With the rates of crime as they are today, it is a good idea to make your business premises as safe as you possibly can. Theft is not just limited to physical objects anymore: in fact, it is data theft that seems to be on the rise, and it can be even more dangerous than getting expensive assets stolen, as the perpetrator may have access to sensitive data that may be critical to your business. All in all, theft can cost you a lot more than having to deal replacing stolen machines or other physical devices.
When it comes to adding security devices nowadays, you will most likely think of video surveillance systems at some point. This is because the price of implementing such systems has slowly come down, making it possible for small businesses to afford this commodity. Furthermore, integrating a video surveillance system can be quite easy nowadays, due to most businesses already having an adequate local area network in place, complete with a POE network switch, to which video cameras can be connected almost seamlessly.

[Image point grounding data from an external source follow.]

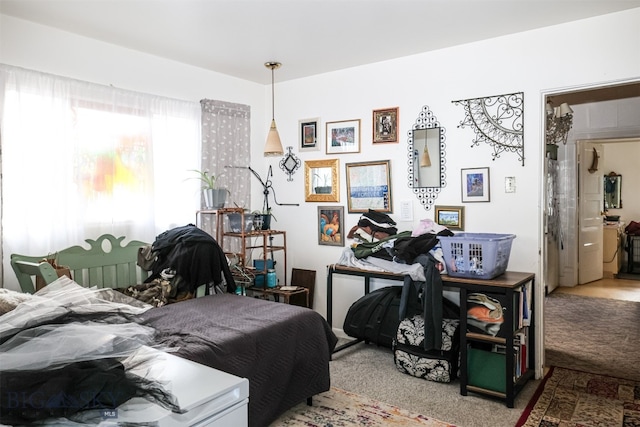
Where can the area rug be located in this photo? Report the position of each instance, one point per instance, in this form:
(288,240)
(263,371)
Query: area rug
(338,408)
(568,398)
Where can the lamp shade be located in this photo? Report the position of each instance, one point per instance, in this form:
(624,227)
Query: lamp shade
(273,147)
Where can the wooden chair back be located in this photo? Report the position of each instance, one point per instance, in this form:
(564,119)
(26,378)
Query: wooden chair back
(306,279)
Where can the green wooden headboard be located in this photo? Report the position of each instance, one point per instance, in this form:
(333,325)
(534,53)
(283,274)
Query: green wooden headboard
(105,264)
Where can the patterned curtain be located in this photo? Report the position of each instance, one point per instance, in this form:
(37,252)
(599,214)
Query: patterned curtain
(225,142)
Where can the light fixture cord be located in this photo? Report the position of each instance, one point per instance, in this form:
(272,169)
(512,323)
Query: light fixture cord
(273,96)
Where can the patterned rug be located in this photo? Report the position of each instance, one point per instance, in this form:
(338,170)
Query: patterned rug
(568,398)
(338,408)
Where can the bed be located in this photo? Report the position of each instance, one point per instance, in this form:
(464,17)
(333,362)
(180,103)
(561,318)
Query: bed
(284,351)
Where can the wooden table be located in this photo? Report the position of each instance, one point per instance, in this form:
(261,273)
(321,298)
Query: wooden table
(277,292)
(507,284)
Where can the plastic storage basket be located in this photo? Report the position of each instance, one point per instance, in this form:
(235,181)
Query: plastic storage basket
(476,255)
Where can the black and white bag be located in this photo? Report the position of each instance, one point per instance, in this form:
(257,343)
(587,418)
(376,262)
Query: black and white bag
(411,358)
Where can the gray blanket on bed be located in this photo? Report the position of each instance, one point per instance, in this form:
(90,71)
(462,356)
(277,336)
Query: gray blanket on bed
(283,350)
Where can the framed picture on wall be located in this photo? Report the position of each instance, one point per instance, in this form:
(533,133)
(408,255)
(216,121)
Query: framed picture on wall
(451,217)
(369,186)
(385,125)
(343,137)
(475,185)
(309,135)
(330,225)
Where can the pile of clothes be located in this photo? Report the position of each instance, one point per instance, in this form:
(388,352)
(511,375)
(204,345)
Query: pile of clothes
(416,254)
(181,260)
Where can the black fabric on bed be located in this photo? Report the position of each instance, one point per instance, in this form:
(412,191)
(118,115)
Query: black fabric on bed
(283,350)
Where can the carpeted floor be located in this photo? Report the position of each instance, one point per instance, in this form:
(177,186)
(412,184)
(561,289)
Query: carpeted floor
(338,408)
(581,334)
(603,336)
(573,398)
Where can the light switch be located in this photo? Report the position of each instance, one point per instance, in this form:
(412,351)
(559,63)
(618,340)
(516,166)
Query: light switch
(510,184)
(406,210)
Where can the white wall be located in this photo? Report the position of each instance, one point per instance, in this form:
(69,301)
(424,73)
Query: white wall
(594,51)
(622,158)
(527,62)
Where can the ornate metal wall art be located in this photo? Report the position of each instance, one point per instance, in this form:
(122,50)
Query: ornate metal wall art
(426,195)
(497,121)
(289,163)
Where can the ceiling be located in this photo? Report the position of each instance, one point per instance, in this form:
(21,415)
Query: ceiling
(236,37)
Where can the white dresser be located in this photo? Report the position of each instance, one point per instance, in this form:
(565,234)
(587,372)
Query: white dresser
(211,398)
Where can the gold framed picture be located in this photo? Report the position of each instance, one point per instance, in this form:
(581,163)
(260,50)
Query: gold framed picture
(369,186)
(385,125)
(343,137)
(451,217)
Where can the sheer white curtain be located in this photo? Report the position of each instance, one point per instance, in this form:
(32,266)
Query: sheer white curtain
(81,159)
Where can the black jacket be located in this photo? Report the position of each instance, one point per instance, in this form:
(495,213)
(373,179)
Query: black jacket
(194,255)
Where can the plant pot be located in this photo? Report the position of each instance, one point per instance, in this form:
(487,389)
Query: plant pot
(266,221)
(235,222)
(214,198)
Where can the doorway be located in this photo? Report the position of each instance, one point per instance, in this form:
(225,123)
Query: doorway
(561,262)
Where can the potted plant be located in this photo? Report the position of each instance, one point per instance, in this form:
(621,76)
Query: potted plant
(214,197)
(262,219)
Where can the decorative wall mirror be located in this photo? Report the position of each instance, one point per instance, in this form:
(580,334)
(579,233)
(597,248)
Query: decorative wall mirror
(426,145)
(321,180)
(612,191)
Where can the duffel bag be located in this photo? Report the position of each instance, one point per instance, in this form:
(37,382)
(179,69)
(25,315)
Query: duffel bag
(411,358)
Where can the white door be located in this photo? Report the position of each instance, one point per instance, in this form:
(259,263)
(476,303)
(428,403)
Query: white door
(590,201)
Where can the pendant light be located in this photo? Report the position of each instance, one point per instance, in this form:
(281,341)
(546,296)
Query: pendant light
(273,147)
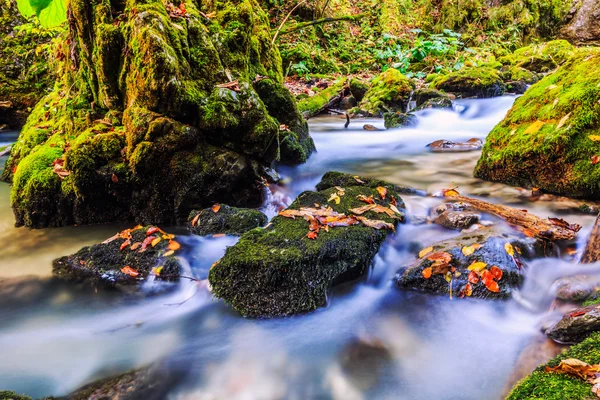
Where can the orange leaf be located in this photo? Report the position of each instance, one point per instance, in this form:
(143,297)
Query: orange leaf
(382,192)
(127,270)
(496,273)
(427,273)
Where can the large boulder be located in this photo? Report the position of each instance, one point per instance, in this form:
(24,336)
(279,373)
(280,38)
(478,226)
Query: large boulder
(389,92)
(157,110)
(485,264)
(550,139)
(124,261)
(288,267)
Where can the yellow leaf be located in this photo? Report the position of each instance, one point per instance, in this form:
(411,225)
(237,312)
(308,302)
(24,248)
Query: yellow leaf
(509,249)
(424,252)
(534,128)
(563,121)
(334,197)
(477,266)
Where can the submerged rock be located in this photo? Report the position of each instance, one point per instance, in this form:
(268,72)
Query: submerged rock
(485,264)
(576,325)
(399,119)
(289,266)
(481,82)
(225,219)
(447,146)
(189,135)
(124,261)
(550,137)
(390,92)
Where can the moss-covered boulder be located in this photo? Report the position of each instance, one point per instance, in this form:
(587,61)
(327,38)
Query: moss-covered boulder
(225,219)
(550,138)
(157,110)
(25,72)
(123,261)
(288,267)
(552,386)
(485,264)
(390,92)
(481,82)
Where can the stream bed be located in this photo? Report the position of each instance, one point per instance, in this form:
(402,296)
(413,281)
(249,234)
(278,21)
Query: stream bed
(372,341)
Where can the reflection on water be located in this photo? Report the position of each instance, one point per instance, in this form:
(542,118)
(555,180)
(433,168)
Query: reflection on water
(371,342)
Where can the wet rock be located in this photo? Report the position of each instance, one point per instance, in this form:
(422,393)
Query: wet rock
(457,219)
(280,270)
(105,265)
(369,127)
(576,325)
(399,120)
(390,92)
(486,246)
(226,219)
(481,82)
(584,23)
(575,288)
(443,146)
(516,150)
(150,383)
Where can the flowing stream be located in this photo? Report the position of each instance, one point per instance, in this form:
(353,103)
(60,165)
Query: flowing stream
(373,341)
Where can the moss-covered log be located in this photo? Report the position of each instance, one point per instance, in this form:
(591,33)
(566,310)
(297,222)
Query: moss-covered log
(157,110)
(280,270)
(550,139)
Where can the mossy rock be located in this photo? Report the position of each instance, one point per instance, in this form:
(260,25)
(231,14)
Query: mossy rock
(226,219)
(492,253)
(279,271)
(552,386)
(480,82)
(101,265)
(550,136)
(390,92)
(154,115)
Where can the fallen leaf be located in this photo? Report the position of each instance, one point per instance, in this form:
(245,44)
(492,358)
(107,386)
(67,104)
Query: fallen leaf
(426,251)
(477,266)
(382,192)
(127,270)
(334,197)
(195,220)
(496,273)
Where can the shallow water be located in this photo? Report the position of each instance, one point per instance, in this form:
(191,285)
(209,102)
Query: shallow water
(55,338)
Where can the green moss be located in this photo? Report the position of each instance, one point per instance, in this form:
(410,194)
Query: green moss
(550,386)
(278,270)
(471,82)
(389,92)
(532,148)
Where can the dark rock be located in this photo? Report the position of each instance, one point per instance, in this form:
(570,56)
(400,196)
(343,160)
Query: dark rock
(443,146)
(227,220)
(576,325)
(101,265)
(398,120)
(492,253)
(279,271)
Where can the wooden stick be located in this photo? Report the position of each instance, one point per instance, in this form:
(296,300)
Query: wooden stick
(549,229)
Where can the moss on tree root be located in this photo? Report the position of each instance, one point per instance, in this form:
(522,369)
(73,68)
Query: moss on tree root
(155,114)
(279,271)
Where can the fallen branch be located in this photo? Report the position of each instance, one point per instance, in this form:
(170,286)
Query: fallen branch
(533,226)
(351,18)
(591,253)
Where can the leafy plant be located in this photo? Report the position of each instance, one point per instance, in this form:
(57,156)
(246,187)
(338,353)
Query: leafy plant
(51,13)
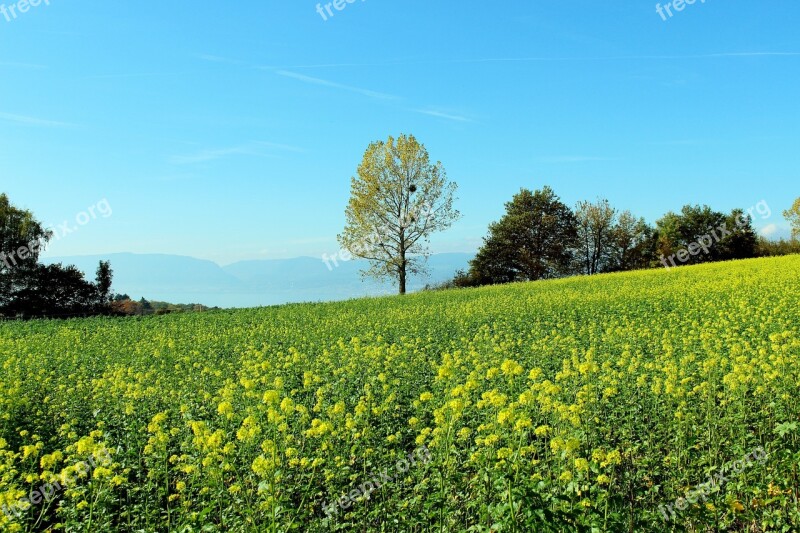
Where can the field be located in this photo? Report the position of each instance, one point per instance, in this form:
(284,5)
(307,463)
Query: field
(602,404)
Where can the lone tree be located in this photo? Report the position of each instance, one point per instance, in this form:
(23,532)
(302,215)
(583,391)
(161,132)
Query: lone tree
(397,201)
(793,216)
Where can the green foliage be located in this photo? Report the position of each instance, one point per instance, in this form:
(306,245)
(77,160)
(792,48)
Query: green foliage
(793,216)
(534,240)
(725,237)
(397,201)
(577,404)
(29,289)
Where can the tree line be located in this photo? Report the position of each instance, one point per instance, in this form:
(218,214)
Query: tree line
(540,237)
(399,198)
(30,289)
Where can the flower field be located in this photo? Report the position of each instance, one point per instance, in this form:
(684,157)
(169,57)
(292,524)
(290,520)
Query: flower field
(643,401)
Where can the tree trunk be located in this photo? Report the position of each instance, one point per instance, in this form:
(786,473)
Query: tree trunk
(402,276)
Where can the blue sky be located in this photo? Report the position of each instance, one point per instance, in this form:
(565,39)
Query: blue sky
(230,131)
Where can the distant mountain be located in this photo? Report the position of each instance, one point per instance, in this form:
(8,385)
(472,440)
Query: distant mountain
(181,279)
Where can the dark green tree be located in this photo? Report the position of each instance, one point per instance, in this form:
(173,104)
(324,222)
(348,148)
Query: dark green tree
(534,240)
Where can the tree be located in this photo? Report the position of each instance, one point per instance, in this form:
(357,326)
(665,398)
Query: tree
(742,243)
(595,224)
(22,237)
(397,201)
(793,216)
(29,289)
(533,240)
(103,282)
(50,291)
(701,235)
(633,244)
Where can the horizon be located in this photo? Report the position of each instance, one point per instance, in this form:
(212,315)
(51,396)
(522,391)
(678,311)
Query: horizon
(233,137)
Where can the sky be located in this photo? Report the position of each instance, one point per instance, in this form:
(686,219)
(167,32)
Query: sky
(230,131)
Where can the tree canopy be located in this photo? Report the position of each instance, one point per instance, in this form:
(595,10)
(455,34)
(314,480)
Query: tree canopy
(398,199)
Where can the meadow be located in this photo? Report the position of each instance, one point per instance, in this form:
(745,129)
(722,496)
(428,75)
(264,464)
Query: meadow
(643,401)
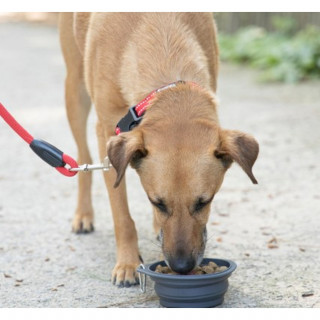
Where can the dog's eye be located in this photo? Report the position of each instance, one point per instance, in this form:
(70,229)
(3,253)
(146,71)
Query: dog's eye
(159,203)
(201,203)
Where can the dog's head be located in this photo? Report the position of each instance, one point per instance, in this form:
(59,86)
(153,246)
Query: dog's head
(181,155)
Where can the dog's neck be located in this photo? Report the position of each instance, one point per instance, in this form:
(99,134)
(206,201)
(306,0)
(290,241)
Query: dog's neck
(163,50)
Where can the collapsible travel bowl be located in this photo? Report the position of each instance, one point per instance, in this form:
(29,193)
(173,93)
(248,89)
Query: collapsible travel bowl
(189,291)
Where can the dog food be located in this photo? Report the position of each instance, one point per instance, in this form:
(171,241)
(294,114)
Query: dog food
(211,267)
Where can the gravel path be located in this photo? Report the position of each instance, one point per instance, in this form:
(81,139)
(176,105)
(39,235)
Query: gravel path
(42,264)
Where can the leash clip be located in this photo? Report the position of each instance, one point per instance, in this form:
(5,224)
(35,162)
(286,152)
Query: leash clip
(142,279)
(105,166)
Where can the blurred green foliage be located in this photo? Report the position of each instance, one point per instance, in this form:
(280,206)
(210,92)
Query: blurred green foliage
(283,55)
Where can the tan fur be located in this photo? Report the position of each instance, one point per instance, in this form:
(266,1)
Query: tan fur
(179,150)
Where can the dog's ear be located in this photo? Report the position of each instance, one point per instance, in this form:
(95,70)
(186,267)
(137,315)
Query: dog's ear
(124,148)
(239,147)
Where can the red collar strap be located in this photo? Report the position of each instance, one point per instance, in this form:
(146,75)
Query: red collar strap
(135,113)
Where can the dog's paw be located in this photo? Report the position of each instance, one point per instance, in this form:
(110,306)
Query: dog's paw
(125,275)
(82,224)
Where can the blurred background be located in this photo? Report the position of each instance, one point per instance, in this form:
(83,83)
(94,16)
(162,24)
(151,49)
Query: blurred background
(286,46)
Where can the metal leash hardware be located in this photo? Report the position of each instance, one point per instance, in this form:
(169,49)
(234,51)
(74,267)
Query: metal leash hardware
(105,166)
(142,279)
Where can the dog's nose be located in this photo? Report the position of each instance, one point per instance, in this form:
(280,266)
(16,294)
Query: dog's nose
(182,265)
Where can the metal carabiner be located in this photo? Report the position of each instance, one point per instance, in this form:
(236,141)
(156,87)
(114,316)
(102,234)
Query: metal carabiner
(105,166)
(142,279)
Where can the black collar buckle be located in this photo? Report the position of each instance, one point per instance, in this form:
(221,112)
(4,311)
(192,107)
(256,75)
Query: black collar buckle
(129,121)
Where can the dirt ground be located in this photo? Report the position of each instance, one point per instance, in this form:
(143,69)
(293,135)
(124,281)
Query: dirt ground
(271,230)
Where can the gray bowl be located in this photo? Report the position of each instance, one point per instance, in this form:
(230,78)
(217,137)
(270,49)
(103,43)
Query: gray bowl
(190,291)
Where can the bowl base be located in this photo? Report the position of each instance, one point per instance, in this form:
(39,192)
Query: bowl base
(199,304)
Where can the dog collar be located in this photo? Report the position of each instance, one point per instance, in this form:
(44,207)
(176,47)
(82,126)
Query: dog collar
(135,113)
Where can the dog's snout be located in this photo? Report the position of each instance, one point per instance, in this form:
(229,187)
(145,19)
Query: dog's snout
(182,264)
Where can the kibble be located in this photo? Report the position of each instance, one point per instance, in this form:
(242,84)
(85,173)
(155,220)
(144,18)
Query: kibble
(210,268)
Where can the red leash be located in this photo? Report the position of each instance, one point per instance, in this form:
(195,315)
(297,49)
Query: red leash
(43,149)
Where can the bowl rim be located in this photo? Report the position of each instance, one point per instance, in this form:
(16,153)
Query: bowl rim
(157,275)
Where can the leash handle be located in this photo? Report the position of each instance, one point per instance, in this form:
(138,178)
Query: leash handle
(47,152)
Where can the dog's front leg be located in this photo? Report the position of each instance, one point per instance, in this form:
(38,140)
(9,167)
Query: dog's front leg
(124,272)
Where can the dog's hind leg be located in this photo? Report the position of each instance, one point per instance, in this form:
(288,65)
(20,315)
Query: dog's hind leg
(78,106)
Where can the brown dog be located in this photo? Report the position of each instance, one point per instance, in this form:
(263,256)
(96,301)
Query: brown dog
(180,152)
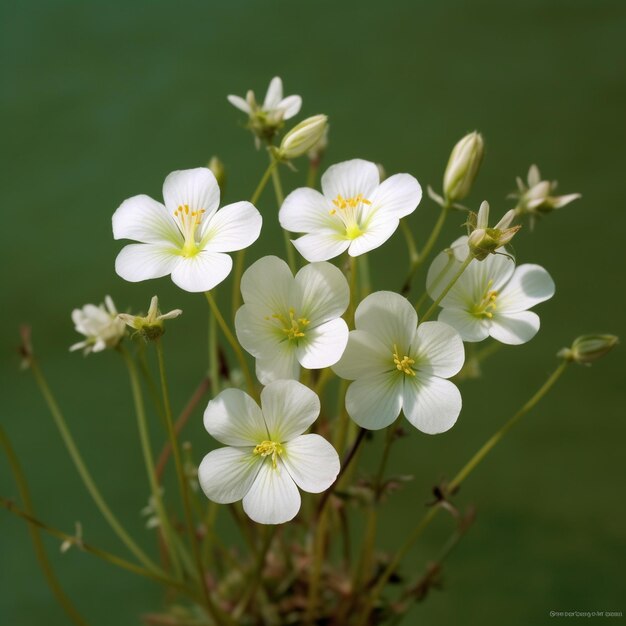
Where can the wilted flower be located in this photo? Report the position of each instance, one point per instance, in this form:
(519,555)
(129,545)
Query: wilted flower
(491,297)
(462,167)
(536,197)
(265,120)
(354,212)
(150,325)
(100,325)
(188,237)
(302,138)
(483,240)
(289,322)
(589,348)
(267,457)
(397,365)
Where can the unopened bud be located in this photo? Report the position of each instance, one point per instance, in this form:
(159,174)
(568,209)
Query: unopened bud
(589,348)
(483,240)
(302,137)
(463,167)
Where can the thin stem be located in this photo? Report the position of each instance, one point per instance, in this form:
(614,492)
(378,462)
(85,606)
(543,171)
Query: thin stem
(113,559)
(449,286)
(146,448)
(40,551)
(232,341)
(426,250)
(241,254)
(183,484)
(83,472)
(454,485)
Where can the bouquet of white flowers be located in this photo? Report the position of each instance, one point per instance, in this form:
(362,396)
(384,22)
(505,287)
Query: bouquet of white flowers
(335,358)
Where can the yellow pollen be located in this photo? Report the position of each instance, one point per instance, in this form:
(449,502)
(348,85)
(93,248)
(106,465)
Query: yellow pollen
(403,364)
(294,326)
(269,448)
(487,306)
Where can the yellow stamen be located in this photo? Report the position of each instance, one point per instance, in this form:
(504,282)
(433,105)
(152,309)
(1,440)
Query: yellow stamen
(269,448)
(403,364)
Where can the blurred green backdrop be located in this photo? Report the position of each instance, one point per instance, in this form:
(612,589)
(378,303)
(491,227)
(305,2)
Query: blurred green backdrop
(101,100)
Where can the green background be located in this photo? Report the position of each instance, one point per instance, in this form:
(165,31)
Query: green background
(100,101)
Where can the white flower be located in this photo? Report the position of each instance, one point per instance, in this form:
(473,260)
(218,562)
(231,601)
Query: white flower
(100,325)
(397,365)
(355,212)
(491,297)
(289,322)
(267,455)
(187,237)
(266,119)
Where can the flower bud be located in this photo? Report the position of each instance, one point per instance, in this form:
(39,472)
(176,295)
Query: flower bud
(589,348)
(151,326)
(302,137)
(483,240)
(463,167)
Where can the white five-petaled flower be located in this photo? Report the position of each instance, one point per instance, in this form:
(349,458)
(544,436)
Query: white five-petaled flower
(289,322)
(397,365)
(354,212)
(187,237)
(267,457)
(275,108)
(100,325)
(491,297)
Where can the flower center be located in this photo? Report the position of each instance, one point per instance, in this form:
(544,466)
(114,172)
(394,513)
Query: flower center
(403,364)
(188,222)
(487,306)
(269,448)
(349,211)
(293,326)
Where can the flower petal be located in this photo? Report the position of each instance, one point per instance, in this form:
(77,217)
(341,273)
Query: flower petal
(470,327)
(529,285)
(240,103)
(312,462)
(438,349)
(143,219)
(233,227)
(321,246)
(364,355)
(514,328)
(273,497)
(306,210)
(431,404)
(235,419)
(324,292)
(274,94)
(389,317)
(396,196)
(323,345)
(142,261)
(374,402)
(267,285)
(197,188)
(350,178)
(290,106)
(281,365)
(227,474)
(289,408)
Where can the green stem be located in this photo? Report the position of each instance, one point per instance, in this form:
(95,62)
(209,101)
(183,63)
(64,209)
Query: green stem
(467,469)
(426,250)
(146,448)
(83,472)
(40,551)
(449,286)
(183,484)
(232,341)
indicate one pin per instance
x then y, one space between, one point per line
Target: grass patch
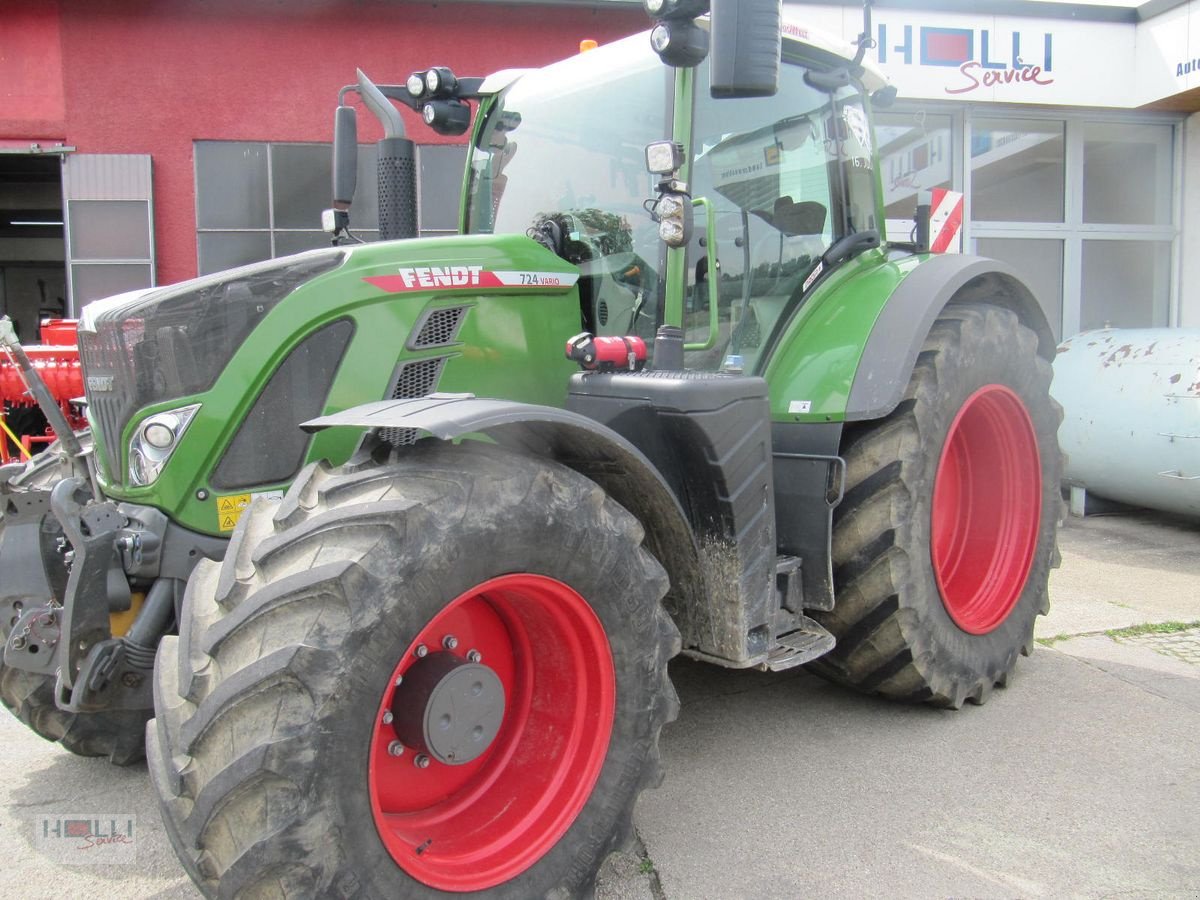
1156 628
1053 641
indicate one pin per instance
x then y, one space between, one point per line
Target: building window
916 154
109 225
257 201
1018 169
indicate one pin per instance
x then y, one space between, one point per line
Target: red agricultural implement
57 359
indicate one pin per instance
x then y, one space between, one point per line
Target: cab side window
773 172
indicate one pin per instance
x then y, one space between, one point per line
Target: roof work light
676 36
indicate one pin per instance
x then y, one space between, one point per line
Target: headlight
155 441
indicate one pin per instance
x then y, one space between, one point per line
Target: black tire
118 735
268 702
895 631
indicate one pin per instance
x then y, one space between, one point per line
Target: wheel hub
449 708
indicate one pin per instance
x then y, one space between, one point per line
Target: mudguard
899 331
571 439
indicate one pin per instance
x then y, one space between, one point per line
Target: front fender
571 439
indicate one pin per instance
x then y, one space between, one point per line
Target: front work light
447 117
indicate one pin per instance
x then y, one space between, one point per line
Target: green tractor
385 547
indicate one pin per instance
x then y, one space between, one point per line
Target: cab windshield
563 153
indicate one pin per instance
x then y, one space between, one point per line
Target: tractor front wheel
439 673
946 537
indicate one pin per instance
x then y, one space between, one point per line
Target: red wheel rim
474 826
987 509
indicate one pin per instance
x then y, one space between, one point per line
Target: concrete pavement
1079 780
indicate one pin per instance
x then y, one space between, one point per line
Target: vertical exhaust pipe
346 156
397 166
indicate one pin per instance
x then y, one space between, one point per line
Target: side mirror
346 153
745 47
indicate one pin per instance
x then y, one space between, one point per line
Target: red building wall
151 77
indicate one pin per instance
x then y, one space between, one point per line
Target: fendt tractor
379 552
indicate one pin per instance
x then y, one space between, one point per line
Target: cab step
801 646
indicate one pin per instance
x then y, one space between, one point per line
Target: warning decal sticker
231 507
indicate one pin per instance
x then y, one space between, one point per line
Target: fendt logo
459 277
449 276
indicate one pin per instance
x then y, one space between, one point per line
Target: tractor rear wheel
439 673
945 539
117 735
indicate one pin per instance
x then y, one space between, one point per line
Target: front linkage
91 586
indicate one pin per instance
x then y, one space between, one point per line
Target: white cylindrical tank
1131 426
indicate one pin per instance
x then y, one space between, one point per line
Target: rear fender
574 441
905 321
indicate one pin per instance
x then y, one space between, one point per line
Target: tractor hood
244 357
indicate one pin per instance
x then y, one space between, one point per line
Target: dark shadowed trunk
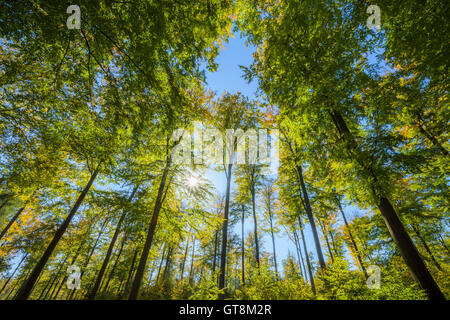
243 247
26 288
223 252
326 240
14 272
358 256
255 224
99 278
308 209
13 219
308 263
401 238
150 233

While your network may already be capable of integrating a video surveillance system, you may still want to make sure to do a few checks to as to be absolutely sure of it. Pay attention to the following points in particular:
The recommended network speed for video surveillance systems to work properly is a network capable of working at least up to 100 Mbps. If you want clearer pictures or want to add more cameras, a Gigabit Ethernet connection can also be considered. Most wired networks are usually in this speed range unless yours was installed many years ago. What you may want to keep in mind is that wireless network may not work with video surveillance systems due to the majority of them operating at 54 Mbps.
Router and Switching Device
A normal router and network switch should suffice to connect all of your cameras to your Internet network. Of course, a fiber optic switch provides higher speeds, but it also costs more to purchase and it isn’t absolutely necessary. You will need to change settings in order to provide your cameras with the required QoS and segmentation, so calling in an expert for help isn’t a bad idea.
The amount of storage you need for video surveillance systems depends on a few major factors: the quality of the video stream and the retention period of your video feed. It may be possible to get away with using smaller storage media by reducing the resolution or by only storing a few hours of video at any time. Nevertheless, this is not recommended due to how cheap storage space has become these days.